Best Real Estate ETFs for 2026: How to Invest Without Buying Property
Real estate ETFs let you invest in hundreds of properties through a single ticker symbol. No tenants, no maintenance, no closing costs — just buy shares through your brokerage and start earning dividends from some of the largest real estate portfolios in the world.
This guide covers the top real estate ETFs for 2026, how they work, what to look for, and how they compare to owning physical property.
How Real Estate ETFs Work
Most real estate ETFs hold shares of Real Estate Investment Trusts (REITs) — companies that own and operate income-producing real estate. REITs are required to distribute at least 90% of their taxable income as dividends, which is why real estate ETFs tend to have higher yields than broad market index funds.
When you buy a real estate ETF, you're getting instant diversification across multiple property types (apartments, offices, data centers, cell towers, warehouses) and geographies — something that would require millions of dollars to replicate with physical property.
Top Real Estate ETFs for 2026
VNQ — Vanguard Real Estate ETF
The largest and most popular real estate ETF with over $60 billion in assets. VNQ tracks the MSCI US Investable Market Real Estate 25/50 Index, holding 150+ REITs across all property types.
- Expense ratio: 0.12%
- Dividend yield: ~3.5-4.0%
- Top holdings: Prologis (warehouses), American Tower (cell towers), Equinix (data centers)
- Best for: Core real estate allocation with broad diversification
SCHH — Schwab U.S. REIT ETF
Schwab's competitor to VNQ with an even lower expense ratio.
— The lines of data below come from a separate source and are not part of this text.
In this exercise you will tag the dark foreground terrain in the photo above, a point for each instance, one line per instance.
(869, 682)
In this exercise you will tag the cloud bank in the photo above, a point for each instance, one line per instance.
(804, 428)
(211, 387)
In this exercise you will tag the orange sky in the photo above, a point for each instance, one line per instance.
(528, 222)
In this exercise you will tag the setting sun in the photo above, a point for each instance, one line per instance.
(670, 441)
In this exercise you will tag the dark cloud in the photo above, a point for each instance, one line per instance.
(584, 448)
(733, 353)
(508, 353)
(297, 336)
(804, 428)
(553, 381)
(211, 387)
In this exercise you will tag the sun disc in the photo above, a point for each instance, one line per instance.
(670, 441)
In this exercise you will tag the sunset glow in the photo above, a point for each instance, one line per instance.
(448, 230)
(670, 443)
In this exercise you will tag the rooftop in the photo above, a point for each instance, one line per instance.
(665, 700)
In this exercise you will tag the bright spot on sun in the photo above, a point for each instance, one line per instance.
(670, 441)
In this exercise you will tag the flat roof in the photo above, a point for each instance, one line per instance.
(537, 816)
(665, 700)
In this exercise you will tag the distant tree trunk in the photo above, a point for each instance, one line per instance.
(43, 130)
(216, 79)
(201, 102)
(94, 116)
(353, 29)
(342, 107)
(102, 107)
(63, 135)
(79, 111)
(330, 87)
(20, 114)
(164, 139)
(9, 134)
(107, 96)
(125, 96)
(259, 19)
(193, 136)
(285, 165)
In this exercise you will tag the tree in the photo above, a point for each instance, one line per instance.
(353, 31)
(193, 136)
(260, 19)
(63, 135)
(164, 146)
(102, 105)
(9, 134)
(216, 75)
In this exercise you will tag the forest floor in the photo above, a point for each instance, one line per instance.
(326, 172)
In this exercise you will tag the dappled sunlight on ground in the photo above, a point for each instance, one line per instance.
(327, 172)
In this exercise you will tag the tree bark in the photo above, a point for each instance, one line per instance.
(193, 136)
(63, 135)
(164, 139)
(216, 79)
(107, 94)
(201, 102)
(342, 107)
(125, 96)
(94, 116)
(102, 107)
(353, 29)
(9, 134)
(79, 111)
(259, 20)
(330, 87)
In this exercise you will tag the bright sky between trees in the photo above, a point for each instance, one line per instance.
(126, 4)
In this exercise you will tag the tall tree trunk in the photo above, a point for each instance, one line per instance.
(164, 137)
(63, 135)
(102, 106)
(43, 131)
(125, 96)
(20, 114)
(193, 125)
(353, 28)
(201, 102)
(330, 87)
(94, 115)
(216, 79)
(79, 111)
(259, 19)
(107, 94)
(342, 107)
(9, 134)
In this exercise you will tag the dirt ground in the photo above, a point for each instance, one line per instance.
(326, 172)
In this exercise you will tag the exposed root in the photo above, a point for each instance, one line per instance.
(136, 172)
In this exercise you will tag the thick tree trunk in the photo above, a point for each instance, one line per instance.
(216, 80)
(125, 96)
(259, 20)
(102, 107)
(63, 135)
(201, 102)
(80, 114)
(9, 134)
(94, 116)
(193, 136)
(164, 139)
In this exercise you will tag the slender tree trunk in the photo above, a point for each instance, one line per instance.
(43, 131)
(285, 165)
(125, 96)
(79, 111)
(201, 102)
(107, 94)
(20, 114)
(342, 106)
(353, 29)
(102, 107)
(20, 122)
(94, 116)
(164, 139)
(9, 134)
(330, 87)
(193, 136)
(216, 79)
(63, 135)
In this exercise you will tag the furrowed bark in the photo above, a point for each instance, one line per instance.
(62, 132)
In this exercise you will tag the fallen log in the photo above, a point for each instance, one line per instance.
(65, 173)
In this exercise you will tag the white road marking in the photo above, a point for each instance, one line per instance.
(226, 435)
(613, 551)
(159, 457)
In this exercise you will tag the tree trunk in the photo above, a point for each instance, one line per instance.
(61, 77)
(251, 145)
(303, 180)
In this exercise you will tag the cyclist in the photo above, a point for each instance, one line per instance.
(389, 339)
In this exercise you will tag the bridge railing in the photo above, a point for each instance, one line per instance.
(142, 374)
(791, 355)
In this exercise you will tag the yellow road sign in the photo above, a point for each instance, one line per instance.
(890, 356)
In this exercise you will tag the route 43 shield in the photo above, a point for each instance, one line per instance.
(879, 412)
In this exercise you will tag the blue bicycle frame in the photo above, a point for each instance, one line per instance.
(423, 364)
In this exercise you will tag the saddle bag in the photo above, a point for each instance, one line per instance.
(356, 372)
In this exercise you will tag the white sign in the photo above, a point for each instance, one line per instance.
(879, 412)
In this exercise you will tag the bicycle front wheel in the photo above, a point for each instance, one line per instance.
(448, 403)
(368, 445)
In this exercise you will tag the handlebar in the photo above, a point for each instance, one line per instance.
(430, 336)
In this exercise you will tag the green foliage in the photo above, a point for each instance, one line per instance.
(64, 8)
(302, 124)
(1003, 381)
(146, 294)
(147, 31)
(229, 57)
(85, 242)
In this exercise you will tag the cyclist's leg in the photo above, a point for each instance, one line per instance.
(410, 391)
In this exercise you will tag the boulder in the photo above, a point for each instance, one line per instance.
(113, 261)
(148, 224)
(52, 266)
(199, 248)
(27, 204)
Tracks the Dow Jones Equity All REIT Capped Index.
- Expense ratio: 0.07%
- Dividend yield: ~3.0-3.5%
- Best for: Cost-conscious investors who want the cheapest exposure
IYR — iShares U.S. Real Estate ETF
BlackRock's real estate ETF tracking the Dow Jones U.S. Real Estate Index. Slightly more concentrated than VNQ with about 75 holdings.
- Expense ratio: 0.39%
- Dividend yield: ~2.5-3.0%
- Best for: Investors who want a focused portfolio with higher-conviction positions
XLRE — Real Estate Select Sector SPDR
The most concentrated option, holding only the REITs in the S&P 500 — roughly 30 of the largest real estate companies in the US.
- Expense ratio: 0.09%
- Dividend yield: ~3.0-3.5%
- Best for: Investors who want only large-cap, blue-chip REITs
VNQI — Vanguard Global ex-US Real Estate ETF
International real estate exposure across developed and emerging markets. Holdings include REITs from Japan, Australia, UK, Hong Kong, and more.
- Expense ratio: 0.12%
- Dividend yield: ~3.5-5.0%
- Best for: International diversification alongside a US real estate ETF
Real Estate ETFs vs. Physical Property
| Factor | Real Estate ETFs | Physical Property |
|---|---|---|
| Minimum investment | $50-$100 | $20,000-$50,000+ |
| Liquidity | Sell in seconds | Months to sell |
| Leverage | Not standard | 80% LTV common |
| Tax benefits | Limited | Depreciation, 1031 exchanges |
| Control | None | Full control |
| Time required | None | Significant |
| Diversification | Instant (100+ properties) | Requires millions |
| Typical total return | 7-10% annually | 12-20%+ with leverage |
How to Choose a Real Estate ETF
- Expense ratio — lower is better. The difference between 0.07% and 0.39% compounds significantly over decades.
- Diversification — broader funds (VNQ, SCHH) reduce single-company risk
- Dividend yield — if income is your priority, compare yields after accounting for expense ratios
- Property type exposure — some ETFs are heavily weighted toward cell towers and data centers, which behave differently than traditional real estate
- Tax efficiency — REIT dividends are taxed as ordinary income (not qualified dividends). Hold real estate ETFs in tax-advantaged accounts (IRA, 401k) when possible.
Building a Real Estate ETF Portfolio
A simple approach for most investors:
- Core holding: VNQ or SCHH (broad US real estate, 80% of allocation)
- International: VNQI (global diversification, 20% of allocation)
- Rebalance annually to maintain your target allocation
For investors who also own physical rental properties, ETFs complement your portfolio by providing exposure to property types you don't own directly — data centers, cell towers, healthcare facilities, and industrial warehouses.